Google's Gemini AI Raises Accuracy Concerns with New Rating Guidelines

Generative AI technologies, such as Google’s Gemini, may appear magical, but developing these systems requires a significant amount of human labor. Companies such as Google and OpenAI have teams of “prompt engineers” and analysts that examine AI replies in order to increase accuracy. However, a new Google policy is creating questions about Gemini’s credibility, particularly on sensitive issues like as health care.

According to TechCrunch, Google has directed contractors working on Gemini to analyze AI replies, even if the topics are much above their knowledge. These contractors work for GlobalLogic, which is owned by Hitachi. They consider criteria such as how honest the AI’s replies are. Previously, contractors might avoid duties for which they lacked the necessary qualifications, such as analyzing technical or scientific material.

The previous policy enabled employees to delegate responsibilities if they lacked “critical expertise” in areas such as coding or medicine. However, a new modification compels contractors to assess all prompts, regardless of their knowledge. The new regulation directs students to focus on the sections of the response that they understand and to leave a remark if they lack competence in the subject.
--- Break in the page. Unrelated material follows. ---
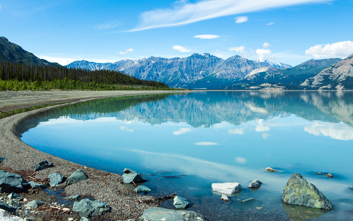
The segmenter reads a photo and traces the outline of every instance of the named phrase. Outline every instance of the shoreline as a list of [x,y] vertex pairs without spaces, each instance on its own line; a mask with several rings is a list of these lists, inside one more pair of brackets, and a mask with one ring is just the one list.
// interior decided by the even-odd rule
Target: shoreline
[[[2,95],[3,95],[4,92],[2,92],[1,93]],[[12,93],[11,93],[11,92]],[[19,95],[18,94],[20,93],[21,92],[18,92],[14,93],[14,92],[11,92],[8,93],[12,93],[12,95],[13,95],[13,94],[15,94],[14,95],[18,97],[20,97],[20,95]],[[53,97],[52,94],[50,95],[52,97],[50,97],[49,99],[47,99],[46,100],[42,99],[41,100],[38,100],[36,99],[36,97],[38,92],[30,92],[32,94],[29,95],[28,95],[28,92],[27,92],[26,94],[27,95],[24,95],[24,97],[29,97],[29,99],[26,99],[25,97],[17,98],[17,102],[18,102],[18,100],[26,100],[28,101],[27,103],[22,104],[22,105],[23,105],[23,106],[28,105],[29,103],[31,102],[31,106],[39,105],[42,104],[40,102],[42,102],[43,100],[46,100],[44,102],[47,102],[47,104],[50,103],[50,102],[53,103],[65,102],[65,101],[63,100],[59,100],[58,101],[58,98],[55,97],[54,98],[56,98],[56,100],[55,101],[53,101],[53,99],[52,98]],[[60,93],[62,92],[58,93],[50,92],[52,92],[50,93],[62,94]],[[74,96],[77,96],[77,94],[79,93],[76,93],[76,94],[75,94],[74,93],[67,92],[69,93],[64,93],[71,94],[72,96],[73,95],[72,94],[74,94]],[[80,93],[82,93],[82,92],[80,92]],[[132,189],[121,183],[123,183],[121,175],[88,167],[42,152],[24,143],[14,135],[16,126],[23,120],[30,116],[51,109],[106,97],[166,93],[180,93],[184,92],[159,91],[147,92],[119,91],[117,92],[115,92],[115,94],[110,95],[107,94],[114,94],[114,92],[109,93],[110,92],[108,92],[108,93],[105,93],[106,92],[99,92],[95,93],[96,94],[99,94],[98,95],[102,95],[105,93],[105,95],[96,95],[96,97],[95,97],[87,98],[87,97],[92,96],[92,94],[91,94],[95,93],[91,93],[91,94],[86,94],[85,97],[83,96],[84,99],[82,97],[77,98],[75,100],[79,100],[77,101],[43,107],[0,119],[0,128],[2,129],[1,133],[0,133],[0,153],[1,153],[0,156],[7,157],[6,159],[0,164],[0,169],[3,169],[1,168],[5,168],[5,169],[6,168],[7,168],[8,170],[8,168],[10,168],[13,170],[21,171],[24,174],[26,174],[26,175],[32,172],[33,174],[31,176],[37,179],[38,181],[44,181],[47,179],[49,174],[53,173],[59,173],[68,177],[77,170],[81,169],[88,176],[88,179],[72,184],[67,187],[66,187],[64,184],[62,184],[55,187],[49,188],[53,190],[64,188],[62,194],[66,196],[78,194],[82,196],[81,198],[87,197],[92,197],[95,200],[107,202],[111,207],[113,214],[116,215],[113,216],[106,217],[107,219],[122,220],[131,219],[137,219],[142,215],[145,210],[151,207],[159,207],[160,202],[158,198],[154,197],[137,194]],[[71,99],[71,98],[69,99]],[[11,99],[11,98],[9,99]],[[31,101],[31,99],[32,101]],[[16,100],[16,99],[13,100]],[[5,103],[3,102],[3,100],[2,101],[3,101],[2,103]],[[13,102],[13,101],[12,102]],[[4,106],[2,105],[2,103],[0,104],[0,110],[1,110]],[[16,106],[18,106],[20,105],[21,104],[19,104]],[[11,107],[13,107],[12,108],[13,108],[14,106],[14,105],[8,105],[7,108],[10,109],[11,108]],[[36,165],[40,162],[44,160],[52,162],[55,166],[38,171],[34,173],[34,169]],[[27,180],[28,176],[23,178]],[[29,180],[27,181],[29,181]],[[28,198],[30,198],[30,195],[28,195]],[[104,219],[104,217],[102,218]]]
This change has raised concern among several employees. Evaluating technical replies in specialist sectors, such as uncommon illnesses, without sufficient understanding may result in incorrect evaluations. One contractor expressed concern over the change, wondering, “Wasn’t skipping meant to increase accuracy by assigning tasks to more qualified people?”

Under the new rules, contractors can only skip jobs if the information is lacking (such as a missing prompt or response) or if the assignment contains dangerous content that requires specific clearance to examine.

Critics believe that this method may jeopardize Gemini’s capacity to deliver reliable information, especially in vital sectors like as healthcare. As of now, Google has not responded to TechCrunch’s request for feedback on the policy change.

This article is based on reporting by Charles Rollet for TechCrunch on December 18, 2024. You can check out the full article here.

AiVoxo

I’m Voss Xolani, and I’m deeply passionate about exploring AI software and tools. From cutting-edge machine learning platforms to powerful automation systems, I’m always on the lookout for the latest innovations that push the boundaries of what AI can do. I love experimenting with new AI tools, discovering how they can improve efficiency and open up new possibilities. With a keen eye for software that’s shaping the future, I’m excited to share with you the tools that are transforming industries and everyday life.